Ещё через минуту она взмыла в небо — без разбега, как вертолёт.

— Прощай, Иван Поликарпов, — услышал я её слова. — Я тебя не забуду.

Дул лёгкий ветерок. Внизу опять завыло — на сей раз полицейские сирены.

Я вздохнул и на четвереньках начал пробираться к люку.

* * *

Когда я позвонил в дверь с цифрой «60», и мама — уже в ночной сорочке и халате, странно похудевшая и постаревшая, мне открыла, я быстро затолкал её внутрь, зашёл сам и захлопнул дверь. Я прижимал маму к себе, гладил по трясущейся голове, по плечам, а она обливала меня слезами и только повторяла:

— Я знала! Знала, что ты живой! Что ты на самом деле живой! Они не дали мне посмотреть! О Господи! Олька! Олька!

На её крик выскочила Олька, и мне пришлось ловить и успокаивать ещё и её.

Я их понимал.

Оказывается, мои похороны прошли две недели назад, и в гостиной ещё на видном месте стоял стакан водки, прикрытый горбушкой чёрного хлеба.

Всё, что я сделал — взял эту свою водку, опрокинул стакан в рот и закусил горбушкой. А потом мама поспешила на кухню, не переставая причитать. И я со вцепившейся в меня Олькой прошёл туда же и плюхнулся на табурет. От водки меня опять повело.

У меня была готова левая версия произошедшего со мною, она была совершенно недоказуема, но ведь недоказуемо было и обратное. «Духи» взяли меня в плен, пытали (шрамы на ногах и груди были тому доказательством, и, увидев их, мама зарыдала пуще). Меня всё время били по голове, контузили, я ничего не помнил. Какая-то сердобольная чеченка выпустила меня, а кто-то подвёз на машине до станции. До какой станции, я не помнил. Я вообще ничего не помнил. Даже того, как умудрился добраться до своего города без денег и документов. Наверное, мне помогали.

— Есть же ещё добрые люди на свете, — сквозь слёзы подытожила мама. — А почему ты не позвонил? Мы бы приехали за тобой.

— Я забыл номер, — отозвался я.

Наконец мы улеглись спать.
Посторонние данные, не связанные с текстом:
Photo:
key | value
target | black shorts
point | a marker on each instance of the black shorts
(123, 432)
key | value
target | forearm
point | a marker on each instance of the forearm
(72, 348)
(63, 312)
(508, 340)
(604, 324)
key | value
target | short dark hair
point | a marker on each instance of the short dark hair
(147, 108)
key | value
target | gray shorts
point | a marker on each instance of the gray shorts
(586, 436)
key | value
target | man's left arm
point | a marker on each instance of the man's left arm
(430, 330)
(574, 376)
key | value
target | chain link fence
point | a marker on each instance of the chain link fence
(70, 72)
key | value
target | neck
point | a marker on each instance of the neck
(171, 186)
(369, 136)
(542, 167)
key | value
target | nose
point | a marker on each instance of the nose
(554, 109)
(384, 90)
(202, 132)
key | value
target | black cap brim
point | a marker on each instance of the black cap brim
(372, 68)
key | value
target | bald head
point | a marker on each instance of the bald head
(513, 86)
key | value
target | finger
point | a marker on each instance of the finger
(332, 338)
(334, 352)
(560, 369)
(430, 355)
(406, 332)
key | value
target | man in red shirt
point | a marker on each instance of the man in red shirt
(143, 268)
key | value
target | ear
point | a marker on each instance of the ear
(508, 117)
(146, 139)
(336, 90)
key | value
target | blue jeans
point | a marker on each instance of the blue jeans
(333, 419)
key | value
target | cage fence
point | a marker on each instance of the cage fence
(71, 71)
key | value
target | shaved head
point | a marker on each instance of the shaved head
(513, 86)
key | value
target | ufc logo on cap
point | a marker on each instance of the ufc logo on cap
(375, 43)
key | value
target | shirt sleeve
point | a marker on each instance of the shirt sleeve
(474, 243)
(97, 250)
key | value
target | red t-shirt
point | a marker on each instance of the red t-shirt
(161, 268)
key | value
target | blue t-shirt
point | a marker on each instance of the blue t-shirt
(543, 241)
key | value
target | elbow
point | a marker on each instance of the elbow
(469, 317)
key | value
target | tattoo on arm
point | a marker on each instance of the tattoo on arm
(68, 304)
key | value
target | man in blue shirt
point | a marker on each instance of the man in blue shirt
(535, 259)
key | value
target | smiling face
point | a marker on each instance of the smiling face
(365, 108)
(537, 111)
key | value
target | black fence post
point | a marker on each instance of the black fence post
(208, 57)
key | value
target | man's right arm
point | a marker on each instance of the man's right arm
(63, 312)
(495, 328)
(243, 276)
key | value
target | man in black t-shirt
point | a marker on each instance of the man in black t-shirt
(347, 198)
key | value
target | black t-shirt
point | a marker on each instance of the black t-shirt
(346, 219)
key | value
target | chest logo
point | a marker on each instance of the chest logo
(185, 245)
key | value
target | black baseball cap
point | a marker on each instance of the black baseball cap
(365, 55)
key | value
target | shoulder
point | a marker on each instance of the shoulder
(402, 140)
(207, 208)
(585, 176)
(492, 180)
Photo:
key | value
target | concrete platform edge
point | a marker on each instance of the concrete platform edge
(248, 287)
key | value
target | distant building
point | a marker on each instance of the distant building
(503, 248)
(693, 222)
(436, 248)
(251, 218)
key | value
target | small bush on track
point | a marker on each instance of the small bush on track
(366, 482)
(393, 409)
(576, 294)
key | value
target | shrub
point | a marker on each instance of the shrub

Я — в своей старой комнате, откуда отбыл в армию. На стене висела карта мира и плакаты с Цоем и «Юрайя Хип». На полках рядами стояли книги и учебники.

Уже уплывая в сон, я вдруг увидел перед собою женщину, что снилась мне в том мире, на берегу. Полногрудую, смуглую, черноволосую. Её голоса я тогда не слышал, она только стонала подо мной и смеялась от удовольствия. Низким мелодичным смехом.

И тут я всё понял. Понял, кто она была.

— Нагай! — вскрикнул я, садясь на постели.

И в голове у меня спустя долгое, очень долгое время раздался её голос. Далёкий-далёкий и едва слышный, словно доносящийся сквозь помехи из радиоприёмника:

— Всё хорошо. Ты спи. Не бойся. Всё хорошо.